Les écarts détectés peuvent désormais déclencher rapidement une procédure de vérification ciblée, sans nécessairement passer par une notification préalable de routine. Pour les entreprises soumises à l'obligation, la tenue irréprochable des registres devient un enjeu de gestion du risque, pas seulement de conformité.

L'impôt minimum global et son déploiement national

La transposition de la directive européenne 2022/2523, issue du Pilier 2 de l'OCDE, introduit en Espagne un impôt complémentaire de quinze pour cent sur les groupes multinationaux dont le chiffre d'affaires consolidé dépasse 750 millions d'euros. Les premières déclarations couvrent les exercices ouverts à compter du 31 décembre 2023, avec des obligations renforcées en 2026.

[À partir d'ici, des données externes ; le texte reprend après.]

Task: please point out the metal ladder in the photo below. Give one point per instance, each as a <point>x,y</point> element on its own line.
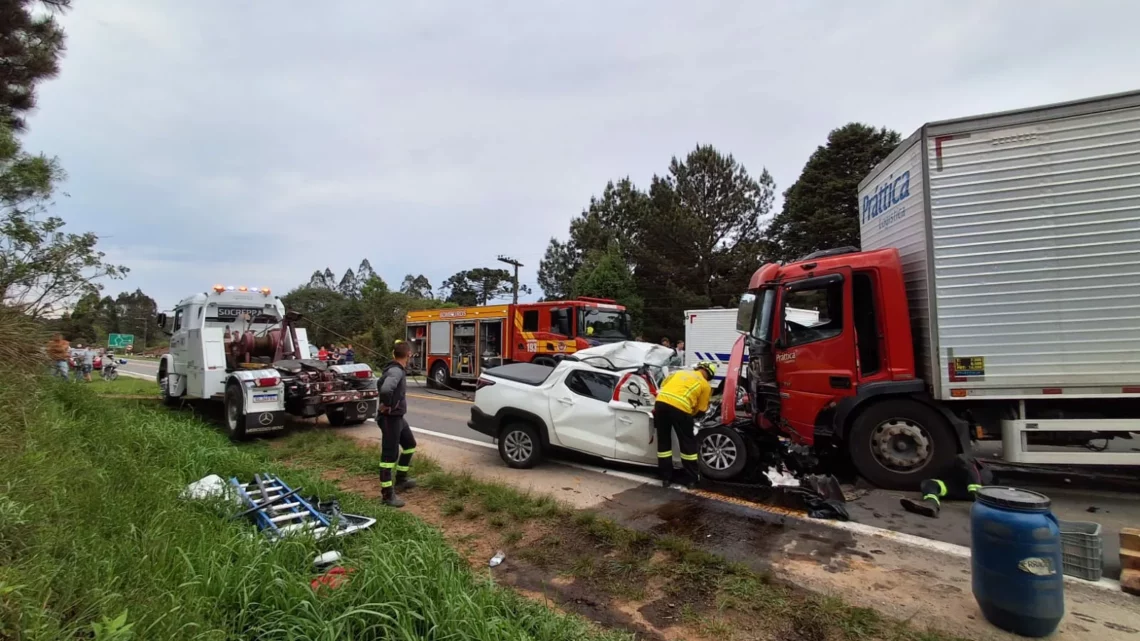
<point>277,509</point>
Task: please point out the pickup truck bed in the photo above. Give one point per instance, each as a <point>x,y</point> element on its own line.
<point>526,373</point>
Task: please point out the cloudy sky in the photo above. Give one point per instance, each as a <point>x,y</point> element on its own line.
<point>252,143</point>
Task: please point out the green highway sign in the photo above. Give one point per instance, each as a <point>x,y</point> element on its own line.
<point>120,341</point>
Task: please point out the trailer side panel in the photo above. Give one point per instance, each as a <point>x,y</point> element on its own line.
<point>1035,230</point>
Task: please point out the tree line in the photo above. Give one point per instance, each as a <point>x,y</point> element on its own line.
<point>693,238</point>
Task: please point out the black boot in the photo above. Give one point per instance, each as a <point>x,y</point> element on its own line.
<point>928,506</point>
<point>389,497</point>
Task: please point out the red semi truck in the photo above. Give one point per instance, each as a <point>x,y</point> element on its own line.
<point>995,297</point>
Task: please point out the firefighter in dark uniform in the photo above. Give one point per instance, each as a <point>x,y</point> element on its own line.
<point>398,444</point>
<point>962,483</point>
<point>682,397</point>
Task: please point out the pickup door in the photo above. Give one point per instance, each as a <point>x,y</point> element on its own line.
<point>580,412</point>
<point>633,410</point>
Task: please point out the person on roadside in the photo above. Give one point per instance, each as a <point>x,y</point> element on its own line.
<point>965,479</point>
<point>397,443</point>
<point>87,363</point>
<point>682,397</point>
<point>59,353</point>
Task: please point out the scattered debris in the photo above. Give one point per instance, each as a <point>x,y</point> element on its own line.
<point>332,579</point>
<point>326,559</point>
<point>277,509</point>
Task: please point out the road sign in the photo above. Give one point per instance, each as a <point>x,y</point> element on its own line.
<point>121,341</point>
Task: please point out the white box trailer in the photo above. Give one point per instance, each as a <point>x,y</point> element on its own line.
<point>710,333</point>
<point>1019,237</point>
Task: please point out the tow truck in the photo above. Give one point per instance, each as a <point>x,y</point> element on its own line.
<point>239,347</point>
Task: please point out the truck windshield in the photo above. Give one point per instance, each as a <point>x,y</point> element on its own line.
<point>603,324</point>
<point>766,302</point>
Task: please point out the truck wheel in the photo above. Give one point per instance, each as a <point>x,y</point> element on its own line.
<point>898,444</point>
<point>235,412</point>
<point>722,453</point>
<point>519,446</point>
<point>439,376</point>
<point>335,416</point>
<point>164,387</point>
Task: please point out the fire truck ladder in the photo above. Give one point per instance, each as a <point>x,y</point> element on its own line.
<point>277,510</point>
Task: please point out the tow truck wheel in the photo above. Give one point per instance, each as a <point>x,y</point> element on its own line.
<point>164,388</point>
<point>235,413</point>
<point>722,453</point>
<point>898,444</point>
<point>519,446</point>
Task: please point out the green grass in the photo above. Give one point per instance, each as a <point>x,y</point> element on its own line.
<point>96,544</point>
<point>123,386</point>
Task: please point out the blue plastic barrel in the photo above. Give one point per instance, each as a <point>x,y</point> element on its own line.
<point>1016,545</point>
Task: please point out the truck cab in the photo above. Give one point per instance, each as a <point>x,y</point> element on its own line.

Pour les filiales et succursales espagnoles de groupes internationaux, la coordination entre la holding et les entités locales devient un point d'attention majeur : les calculs ETR (taux effectif d'imposition) se font à l'échelle juridictionnelle et requièrent une remontée d'informations précise et harmonisée.

Recommandations pratiques

Trois actions concrètes méritent d'être planifiées sans délai :

  • Cartographier les flux de facturation B2B pour identifier les chantiers de mise en conformité prioritaires.
  • Auditer la cohérence entre les registres SII et les déclarations TVA des trois derniers exercices.
  • Pour les groupes internationaux, organiser un alignement avec la fiscalité du siège afin d'anticiper le calcul de l'impôt complémentaire.